Notes. Imshaug & Brodo (1966) distinguished five subspecies of L. caesiorubella, by chemical and distributional differences. Lumbsch et al. (1997) accepted L. caesiorubella ssp. lathamii Imshaug & Brodo at species level as L.subpallida Zahlbr., but found more complex patterns of chemical variation, which they regarded inconsistent with the subspecies concepts of Imshaug & Brodo (1966). None of the authors selected a lectotype. Since the species in its broad circumscription is widespread and the designation of a lectotype could have far-reaching consequences for the naming of chemotypes and subspecies we prefer not to designate a lectotype here either.
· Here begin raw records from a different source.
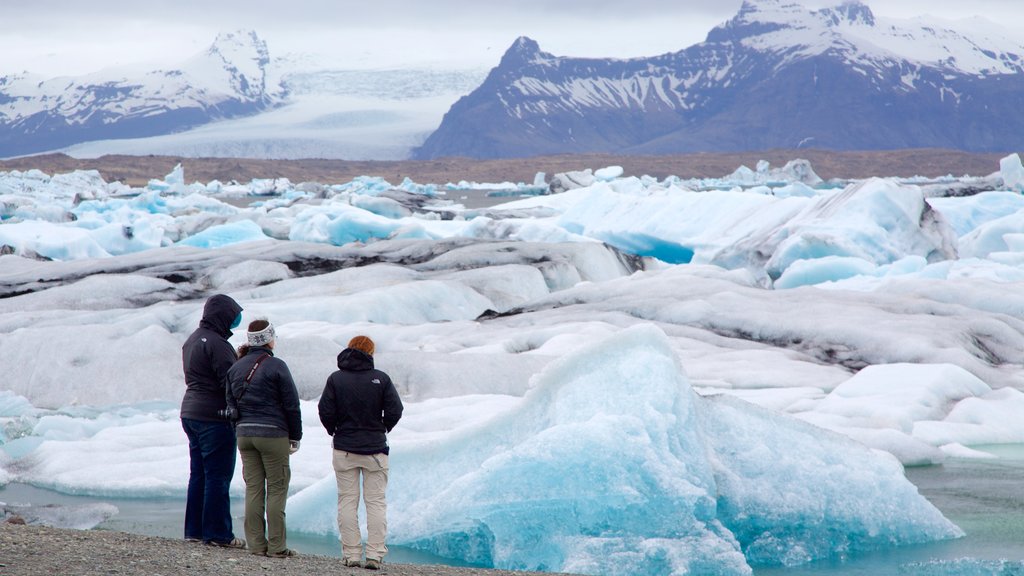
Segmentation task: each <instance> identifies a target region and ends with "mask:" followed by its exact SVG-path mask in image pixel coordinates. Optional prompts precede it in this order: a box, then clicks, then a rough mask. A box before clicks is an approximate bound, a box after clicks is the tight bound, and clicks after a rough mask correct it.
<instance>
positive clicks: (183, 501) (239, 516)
mask: <svg viewBox="0 0 1024 576" xmlns="http://www.w3.org/2000/svg"><path fill="white" fill-rule="evenodd" d="M95 502H104V503H108V504H114V505H115V506H117V508H118V513H117V515H116V516H114V517H113V518H111V519H109V520H106V521H104V522H102V523H101V524H99V525H98V526H96V529H97V530H114V531H119V532H131V533H134V534H144V535H147V536H162V537H165V538H181V537H182V530H183V524H184V509H185V502H184V498H181V499H177V498H99V497H92V496H72V495H69V494H61V493H59V492H53V491H51V490H44V489H41V488H35V487H33V486H28V485H25V484H8V485H7V486H5V487H0V503H5V504H8V505H25V504H31V505H33V506H46V505H59V506H81V505H84V504H90V503H95ZM0 508H2V506H0ZM0 516H2V515H0ZM231 517H232V518H233V519H234V535H236V536H239V537H243V538H244V537H245V534H244V533H243V530H242V522H243V519H244V517H245V503H244V501H243V499H242V498H239V497H232V498H231ZM288 547H290V548H294V549H295V550H296V551H298V552H299V553H306V554H319V556H327V557H337V558H341V544H340V542H338V540H337V538H336V537H334V536H316V535H311V534H300V533H295V532H289V534H288ZM388 560H389V561H391V562H394V563H400V564H446V565H449V566H471V565H469V564H467V563H464V562H460V561H455V560H451V559H444V558H440V557H436V556H434V554H431V553H428V552H423V551H420V550H414V549H410V548H406V547H402V546H393V545H390V544H389V545H388Z"/></svg>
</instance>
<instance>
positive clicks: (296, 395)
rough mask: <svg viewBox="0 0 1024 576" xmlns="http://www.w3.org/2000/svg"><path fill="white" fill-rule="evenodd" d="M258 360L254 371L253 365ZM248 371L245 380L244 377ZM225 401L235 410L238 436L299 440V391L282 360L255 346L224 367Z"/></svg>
mask: <svg viewBox="0 0 1024 576" xmlns="http://www.w3.org/2000/svg"><path fill="white" fill-rule="evenodd" d="M257 362H259V366H257V367H256V371H255V372H254V371H253V367H254V366H255V365H256V363H257ZM250 373H252V378H251V379H250V380H249V383H248V384H247V383H246V378H247V377H249V374H250ZM227 380H228V382H230V383H229V387H228V390H227V405H228V406H229V407H231V408H232V409H234V410H237V412H238V414H239V418H238V420H237V422H236V427H234V431H236V434H237V435H238V436H240V437H243V436H248V437H261V438H282V437H286V436H287V437H288V439H289V440H302V415H301V413H300V412H299V393H298V390H296V389H295V381H294V380H292V373H291V372H290V371H289V370H288V365H287V364H285V361H284V360H281V359H280V358H274V357H273V353H272V352H271V351H270V348H268V347H265V346H255V347H251V348H249V352H248V353H247V354H246V355H245V356H244V357H242V358H241V359H239V361H238V362H236V363H234V365H233V366H231V369H230V370H228V371H227Z"/></svg>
All Galapagos specimens contain atranorin and protocetraric acid but no virensic acid. These collections would therefore belong to L. caesiorubella ssp. glaucomodes in the sense of Brodo et al. (2019) or chemotype II sensu Lumbsch et al. (1997). The occurrence of the aliphatic lichesterinic acid in some of the collections from Galapagos suggests that these specimens constitute a hitherto unrecognized chemotype. However, Brodo et al. (2019) recently reported the occurrence of roccellic and nephrosteranic acids (aliphatic acids as well) in L. caesiorubella ssp. glaucomodes and ssp. saximontana. In light of the unresolved taxonomy and apparently complex chemistry of the group as well as lack of molecular data we prefer to keep the specimens under L. caesiorubella “s.l.” for the time being. In the archipelago L. caesiorubella can be confused with superficially very similar specimens of Ochrolechia. Both have white thalli and similar apothecia, although the apothecia of the Ochrolechia species are generally much larger. Specimens can readily be distinguished chemically since thalli of L. caesiorubella react P+ orange-red (protocetraric acid) whereas the Ochrolechia species in the Galapagos are P−.